Suppose I have the following function
$$f(x_1,x_2)=\frac{ax_1}{ax_1+bx_2}$$
Where $a,b>0$ and $a>>b$. Then I have that
$$\frac{\frac{\partial f}{\partial x_1}}{\frac{\partial f}{\partial x_2}}=-\frac{x_2}{x_1}$$
Which implies that given an increase in $x_2$, $x_1$ needs to increase by $\frac{x_2}{x_1}$ in order to keep $f(x_1,x_2)$ constant. Converseley, given an increase in $x_1$, $x_2$ needs to increase by $\frac{x_1}{x_2}$ to keep $f(x_1,x_2)$ constant.
This seems counterintuitive. If $a>>b$ then, surely $x_1$ needs to increase less to keep $f(x_1,x_2)$ constant relative to $x_2$, than $x_2$ would have to increase following an increase in $x_1$ to keep $f(x_1,x_2)$ constant?
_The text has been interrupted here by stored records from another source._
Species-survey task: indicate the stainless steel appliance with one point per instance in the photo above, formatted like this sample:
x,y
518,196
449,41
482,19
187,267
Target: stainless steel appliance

Why does this relation not depend on either $a$ or $b$?
Let $c = b/a$ and note that $$f(x_1, x_2) = \frac 1{1 + c\dfrac{x_2}{x_1}} \approx 1 - c\dfrac{x_2}{x_1}$$ when $c \ll \dfrac{x_1}{x_2}$. In this form, it is clearer that $x_1$ and $x_2$ are on approximately equal footing.
Note that an increase in $x_2$ by $\epsilon$ decreases $f$ by roughly $\dfrac {c\epsilon} {x_1}$. If $x_1$ is increased by $\epsilon$,
$$\frac{x_2}{x_1 + \epsilon} = \frac{x_2}{x_1}\left(\frac 1{1 + \dfrac{\epsilon}{x_1}}\right) \approx \frac{x_2}{x_1} - \frac{x_2\epsilon}{x_1^2}$$ Thus $f$ increases by roughly $\dfrac{x_2c\epsilon}{x_1^2} =\dfrac{x_2}{x_1}\dfrac{c\epsilon}{x_1}$, which is $-\dfrac{x_2}{x_1}$ times the change from increasing $x_2$ by the same amount, as expected.